2. Ibnu Rusyd dalam teori emanasinya menyatakan bahwa alam semesta ini melimpah dari Tuhan sejak keazalian. Alam semesta melimpah dari Tuhan dengan disertakan padanya creative power yang memampukan alam semesta memiliki potensi di dalam dirinya. Creative Power dipahami sebagai kekuatan Tuhan yang mendasari alam semesta. Dengan demikian, Tuhan harus dilihat sebagai prinsip dasar dari segala sesuatu. Kebijaksanaan religius pun menerima bahwa Tuhan adalah prinsip dasar segala sesuatu. Di balik tatanan kosmos yang megah ini diyakini tersembunyi kekuatan atau energi kreatif yang mengoperasikan totalitas aktivitas alam semesta ( bdk. Leonardo Boff, Cry of the Earth, Cry of the Poor, Orbis Books, Maryknoll, New York,1997,hlm.142.146). Makna asumsi di atas menyiratkan imanensi(kehadiran Tuhan) dalam dunia. Tuhan hadir untuk menata semesta ini. Dia bukan sekedar figure pencipta, lalu pergi, tetapi sebagai roh dunia ini. Itu berarti, Tuhan hadir (ada) dalam kosmos lewat creative power yang disertaka_Nya dalam alam semesta dan alam semesta ada bersama Tuhan juga lewat creative power. Ini adalah visi Ibnu Rusyd. Visi Ibnu Rusyd ini harus dibedakan dari visi panteisme yang menandaskan bahwa segala sesuatu adalah Tuhan dan Tuhan adalah segala sesuatu. Dalam Phanteisme, Tuhan identik dengan segala sesuatu. Tuhan tidak ada bedanya dengan kuda, batu, tanah, udara dan lain-lainnya. Dengan kata lain, Tuhan adalah kuda, batu, tanah dan udara. Konsekuensinya, alam semesta bukan lagi ciptaan, tetapi Tuhan itu sendiri. Pantheisme sangat berbeda dengan Ibnu Rusyd. Dalam perspektif Ibnu Rusyd, Tuhan dan alam semesta sama-sama independen. Kehadiran Tuhan dalam alam semesta hanya dapat dipahami lewat creative power. Sebaliknya, alam semesta yang imanen mempunyai makna transenden karena ia melimpah dari Tuhan yang azali dengan creative power yang disertakan padanya. Bagi kita, yang hidup bermandikan berbagai macam pandangan yang cenderung menjustivikasi penghancuran alam semesta, visi Ibnu Rusyd itu bisa menjadi undangan untuk mengusahakan keselamatan alam semesta, sebab dalam alam semesta tersimpan creative power Tuhan sendiri sebagai tanda kehadiran-Nya di alam semesta ini. Jika Tuhanhadir dalam alam semesta lewat creative power, maka manusia tidak mungkin menghampiri dan memahami Tuhan, jika manusia mengabaikan begitu saja alam semesta.

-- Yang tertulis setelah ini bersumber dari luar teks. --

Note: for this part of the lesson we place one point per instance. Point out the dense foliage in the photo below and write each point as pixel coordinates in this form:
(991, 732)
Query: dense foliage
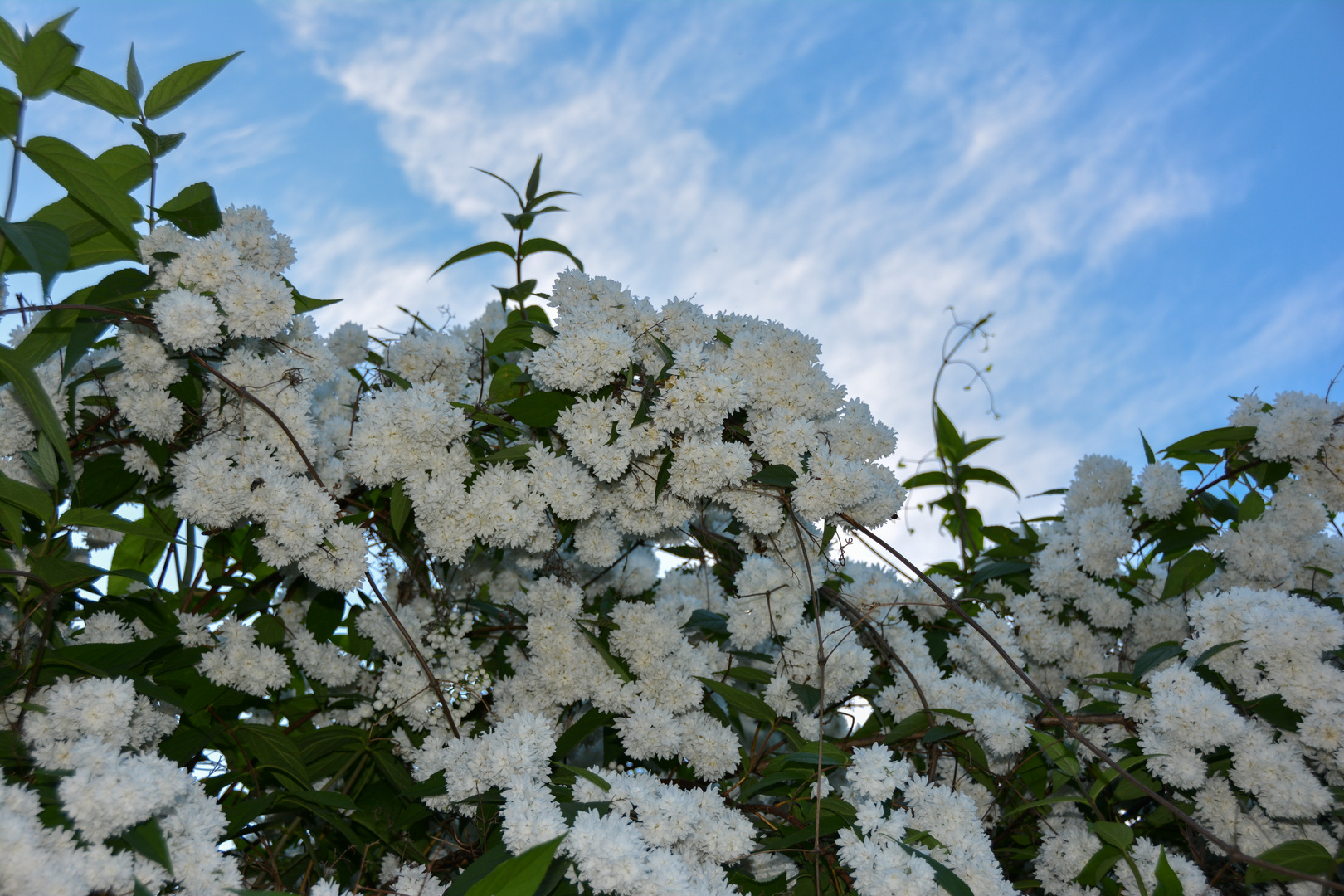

3. Kalau Ibnu Rusyd memahami alam semesta sebagai tanda kehadiran Tuhan lewat creative power, maka dalam konteks kehidupan religius, menjadi panggilan tersendiri bagi institusi religius untuk menggali secara bijaksana seluruh nilai fundamental yang tersembunyi di balik dogma serta doktrin-doktrinnya, sehingga mampu memperbesar apresiasi manusia akan alam semesta. Misalnya, Agama Kristen sendiri memiliki konsep sakramen. Sakramen adalah tanda dan kehadiran rahmat Allah bagi manusia, tanda konkrit berupa obyek material bahkan event yang memungkinkan manusia bersentuhan dengan dengan realitas Ilahi. Pemikiran Ibnu Rusyd, bila ditinjau dengan standard logika religius kristiani, maka segala sesuatu yang ada di alam semesta ini harus dilihat sebagai anugerah Tuhan yang mengagumkan dan membahagiakan, karena alam semesta memberi kehidupan yang berasal dari Tuhan. Visi Ibnu Rusyd mengakui perbedaan antara pencipta dengan ciptaannya. Tuhan yang transenden dapat dipahami berkat creative power, maka manusia tidak mungkin menghampiri dan memahami Tuhan, jika manusia tidak dengan perantaraan alam semesta. Bumi dan segala potensi yang ada di alam semesta ini harus kita lestarikan. Memporak-porandakan alam semesta sama artinya dengan memporak-porandakan Tuhan. Sebaliknya, merawat dan melestarikan alam semesta merupakan perwujudan bakti sejati kepada Tuhan.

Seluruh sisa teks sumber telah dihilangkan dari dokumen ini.